Jingchao Su - Game · Zen · Postmodern
Jingchao Su was born in Fuzhou, China, and currently lives in Xiamen. His photography focuses on social scenes with signs of overwhelm, trying to cut into the depths of daily life, and depict an underlying chaotic natural state or ambiguously symbolic picture. Su’s series Game · Zen · Postmodern contemplates the six realms of Buddhism, the unknown of everyday life that exists within the gaps of what we see, and the relationship between unconscious sight and photography. Continue below to see and read the entirety of Su’s series !
- Alexa Fahlman
When I was a child, I often went to a teacher’s home to play. The teacher’s son suffered from ALS (Amyotrophic lateral sclerosis), the same disease Hawking famously suffered from. One day, he solemnly gave me the monthly magazine Science Fiction World that he had accumulated for many years. I didn’t understand the purpose of this sudden gift. A few years after moving to Xiamen, I heard his mother talk about his death, and realized that he was looking for a resting place in the spiritual world.

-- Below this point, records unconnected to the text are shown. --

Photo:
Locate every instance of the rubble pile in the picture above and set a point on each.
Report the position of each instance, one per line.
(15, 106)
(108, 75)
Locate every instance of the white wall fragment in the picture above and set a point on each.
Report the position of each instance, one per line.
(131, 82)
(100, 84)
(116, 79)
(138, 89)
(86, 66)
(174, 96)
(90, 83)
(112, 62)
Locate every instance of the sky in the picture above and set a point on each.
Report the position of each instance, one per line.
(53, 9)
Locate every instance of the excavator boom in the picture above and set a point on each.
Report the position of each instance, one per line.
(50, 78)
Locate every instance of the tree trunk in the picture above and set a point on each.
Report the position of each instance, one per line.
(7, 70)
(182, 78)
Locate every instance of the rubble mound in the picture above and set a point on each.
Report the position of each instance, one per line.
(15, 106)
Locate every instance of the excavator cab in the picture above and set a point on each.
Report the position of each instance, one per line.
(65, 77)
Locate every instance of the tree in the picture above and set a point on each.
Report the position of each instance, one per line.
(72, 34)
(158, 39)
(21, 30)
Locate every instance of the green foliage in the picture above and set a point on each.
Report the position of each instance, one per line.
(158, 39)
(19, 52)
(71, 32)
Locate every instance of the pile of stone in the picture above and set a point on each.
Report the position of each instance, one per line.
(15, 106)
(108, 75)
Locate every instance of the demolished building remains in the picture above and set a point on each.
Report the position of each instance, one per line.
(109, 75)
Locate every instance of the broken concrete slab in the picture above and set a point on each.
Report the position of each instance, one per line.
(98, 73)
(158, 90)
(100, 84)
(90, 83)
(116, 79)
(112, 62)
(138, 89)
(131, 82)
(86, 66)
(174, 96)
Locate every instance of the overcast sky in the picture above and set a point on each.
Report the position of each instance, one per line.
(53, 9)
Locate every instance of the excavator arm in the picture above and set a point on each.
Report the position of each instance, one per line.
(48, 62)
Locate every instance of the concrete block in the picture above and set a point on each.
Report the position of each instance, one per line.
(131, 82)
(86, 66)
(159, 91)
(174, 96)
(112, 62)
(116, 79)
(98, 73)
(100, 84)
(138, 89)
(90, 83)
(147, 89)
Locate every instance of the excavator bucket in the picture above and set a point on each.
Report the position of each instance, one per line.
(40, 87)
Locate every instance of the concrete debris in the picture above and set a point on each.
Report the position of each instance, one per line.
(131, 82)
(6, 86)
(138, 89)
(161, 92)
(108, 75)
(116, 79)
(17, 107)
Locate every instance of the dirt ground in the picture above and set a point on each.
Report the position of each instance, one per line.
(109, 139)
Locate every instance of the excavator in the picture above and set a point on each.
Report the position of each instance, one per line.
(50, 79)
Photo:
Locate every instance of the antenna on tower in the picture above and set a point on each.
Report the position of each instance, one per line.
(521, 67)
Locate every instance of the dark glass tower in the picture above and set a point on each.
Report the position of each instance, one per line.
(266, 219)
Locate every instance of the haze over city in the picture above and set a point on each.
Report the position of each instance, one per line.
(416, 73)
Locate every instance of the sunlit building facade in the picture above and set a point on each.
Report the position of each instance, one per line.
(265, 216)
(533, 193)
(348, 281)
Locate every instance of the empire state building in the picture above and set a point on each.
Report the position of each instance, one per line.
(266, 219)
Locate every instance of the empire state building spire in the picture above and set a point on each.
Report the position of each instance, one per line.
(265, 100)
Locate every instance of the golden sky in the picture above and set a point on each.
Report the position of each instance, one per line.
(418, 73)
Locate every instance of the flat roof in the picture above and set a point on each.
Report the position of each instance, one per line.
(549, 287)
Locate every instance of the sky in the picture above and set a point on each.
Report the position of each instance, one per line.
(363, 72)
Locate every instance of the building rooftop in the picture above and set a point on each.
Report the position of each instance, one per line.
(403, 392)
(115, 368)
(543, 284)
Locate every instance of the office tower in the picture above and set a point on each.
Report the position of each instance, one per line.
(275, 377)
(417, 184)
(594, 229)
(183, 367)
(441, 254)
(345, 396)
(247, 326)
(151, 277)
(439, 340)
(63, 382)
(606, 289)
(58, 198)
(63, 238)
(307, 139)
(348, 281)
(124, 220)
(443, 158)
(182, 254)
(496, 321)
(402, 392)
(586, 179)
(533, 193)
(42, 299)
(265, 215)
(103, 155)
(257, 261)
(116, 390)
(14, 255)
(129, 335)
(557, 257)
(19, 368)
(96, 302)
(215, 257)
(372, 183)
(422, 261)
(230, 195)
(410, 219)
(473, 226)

It is through this happening that I read a short story “The Cycle Six Realms” in the magazine.
The Six Realms is a concept of Buddhism, which is driven by karma. It refers to the cyclical life of people being reborn into six realms after death. The short story follows protagonist He Xi as he attempts to solve the puzzles of various bizarre phenomena that he witnesses in his youth; he then discovers a story similar to the secrets of the six-dimensional space. At that time, “the Planck constant,” “photon energy value” and other fresh words that appeared in the story seemed to open the door to a new world for me. I went on to buy two copies of Hawking’s The Universe in a Nutshell and Black Hole. In 2012, the scientific community finally observed the Higgs boson, which still remains somewhat a myth, so I believe that in reality, there must be areas that we still haven’t discovered. William Eggleston also talked about his interest in quantum physics in an interview; it can be said that we are all fascinated by the unknown of everyday reality.
If we carefully examine our daily lives, we will find that there are always unconscious and unknowable parts outside of the experience we are used to, and beyond that, there are even more unconscious and unknowable parts. They are difficult to capture and outline, but it often awakens our memories of certain things. In the book Metaphor of Eyes written by Japanese philosopher Koji Taki, he mentions the concept “historical unconsciousness.” In our lives, sight is not just what the eyes see, but all actions are made up of sight. These behaviours are actually what we have experienced and accumulated in history, which remain in us, and then form something unconscious. Buddhism calls this consciousness that moves and reincarnates with us “Alaya consciousness”. In fact, everyday things we take for granted are given “hypothetical names” in Buddhism. For example, the word “car” is actually just a signifier we give to an object with four wheels. If a baby has never seen a car, then this word is meaningless to him. This does not mean that we should regard everything as completely non-existent. Rather, we should affirm that things exist, but we also need to realize the illusion of things by recognizing their impermanence and falsehood.
If we can change our understanding, we can regard the unconscious and unknowable parts that drift outside of reality as surreal. In photography, sometimes it is necessary to get rid of the singularity of language and the natural habit of experience. When you take pictures of representative things and concepts such as documentary-style exotic feelings, homemade feelings, intimacy–and you endow these things with personal social care in a forced way–you also hinder the other possibilities of meaning. These possibilities are certainly not looking for the common characteristics of those human beings, but reflect the real differences, discrepancies, and confusions. Seek for everything that is not solidified beyond the common experience. This sentiment echoes the narration at the end of the movie Big Buddha Plus, “Although it is the space age, humans can go to the moon by spacecraft, but they will never be able to explore the inner universe of others.” Even if you get along with a person day and night, you may never be able to touch the other person’s inner world. Maybe it’s dark inside, or it’s full of childishness. So, how do we know and interpret each other through only a few fragmented photos? The only thing we can do is to wander aimlessly like a dog with a camera in hand.